Years ago, for some big birthday, my wife gave me the monster tool of my dreamsthe almighty DR All-Terrain brush mower. I had been blowing out successive push-behind mowers every three or four years as I extended the perimeter of our yard and orchard. But with my new DR, I was now clear-cutting saplings, blazing new trails and seeing fresh shortcuts through the old woods every weekend. I had to build a special ramp to get it in our shed.

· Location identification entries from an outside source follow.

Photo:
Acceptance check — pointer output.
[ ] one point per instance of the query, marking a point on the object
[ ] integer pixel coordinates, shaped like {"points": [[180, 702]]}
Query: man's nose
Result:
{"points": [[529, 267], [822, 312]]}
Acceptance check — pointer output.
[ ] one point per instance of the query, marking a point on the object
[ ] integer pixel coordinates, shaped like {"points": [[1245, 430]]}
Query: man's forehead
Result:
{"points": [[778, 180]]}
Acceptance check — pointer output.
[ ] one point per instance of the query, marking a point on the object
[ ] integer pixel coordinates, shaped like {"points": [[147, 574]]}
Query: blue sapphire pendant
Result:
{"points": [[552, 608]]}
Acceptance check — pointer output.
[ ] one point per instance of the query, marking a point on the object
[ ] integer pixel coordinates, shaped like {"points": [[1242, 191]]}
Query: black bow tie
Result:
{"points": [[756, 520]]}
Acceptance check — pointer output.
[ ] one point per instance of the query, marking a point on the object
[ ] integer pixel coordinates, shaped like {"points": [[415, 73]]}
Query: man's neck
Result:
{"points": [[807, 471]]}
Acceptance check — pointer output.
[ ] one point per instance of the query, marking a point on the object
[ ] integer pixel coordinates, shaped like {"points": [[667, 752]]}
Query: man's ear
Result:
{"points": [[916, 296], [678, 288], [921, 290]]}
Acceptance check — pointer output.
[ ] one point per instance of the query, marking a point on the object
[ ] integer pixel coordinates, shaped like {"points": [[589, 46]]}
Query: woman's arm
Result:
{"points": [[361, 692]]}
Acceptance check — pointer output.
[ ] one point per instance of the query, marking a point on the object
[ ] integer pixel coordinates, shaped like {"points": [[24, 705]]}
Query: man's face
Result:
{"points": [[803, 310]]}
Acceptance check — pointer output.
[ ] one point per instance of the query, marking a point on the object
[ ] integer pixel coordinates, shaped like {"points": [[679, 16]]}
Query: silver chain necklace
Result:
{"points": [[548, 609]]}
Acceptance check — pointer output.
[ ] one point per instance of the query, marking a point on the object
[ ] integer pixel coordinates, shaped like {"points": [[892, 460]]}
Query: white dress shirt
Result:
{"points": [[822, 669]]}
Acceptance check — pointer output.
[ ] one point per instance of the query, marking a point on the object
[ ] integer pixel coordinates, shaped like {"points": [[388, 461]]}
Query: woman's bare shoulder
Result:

Once I dared myself to dial the monster up to top speed (that’s number six on the lever), and next thing I knew, I was sitting at the bottom of an embankment.
A few years later, I realized that all I was doing during my coveted daylight hoursafter work, at sunrise on Saturday or even Friday morningswas mowing the massive lawn. I was surrounded by a sprawling green grass nightmare. The kids loved it. The dogs loved it. The deer loved it, too. But all I did besides mow and maintain was go to the convenience store to fill up on gas for the powerful DR.
Turns out, DR is good at more than just making potent tools: My darling wife had given the company both of our names so I could get updates on my new machine and, of course, what else they had to sell perennial yard wrestlers like me. We started getting two of every glossy drop-in, seasonal sale reminder, email blast, video presentation and discount flyer they had. Usually the catalogs went straight to the recycling bin and the electronic missives straight to the junk box, but DR’s very effective marketing team finally snagged me one morning.
On a beautiful spring day behind a huge mug of fresh coffee, I was taking a break from the mower or the chickens, idly flipping through the company’s most recent end-of-winter, one-time-only discount brochure.
And there it was, for half price: a snow blade/grader attachment for my All-Terrain. “Who doesn’t need one of those?” I thought, falling prey to their changing-seasons tactics. I was born in Vermont, so snow was part of my most formative vocabulary. Snow-shoveling was what we did six months of the year. This would’ve prevented that.
With its talk of “pushing power,” “a 42-inch pivoting 11-gauge steel blade” and easy installation without any tools, the catalog copy had me salivating. So I pulled the proverbial trigger. Had I forgotten about global warming? Maybe. Had it slipped my mind that Middlebury was 750 miles due north of Hillsborough? Guilty as charged. But soon it was mine.
I must admit that I have never used the snow blade. It now sits in the shed, still shiny, ready for the next Piedmont blizzard. We put it up on Craigslist last week. I’m looking for a small mower for this big spring.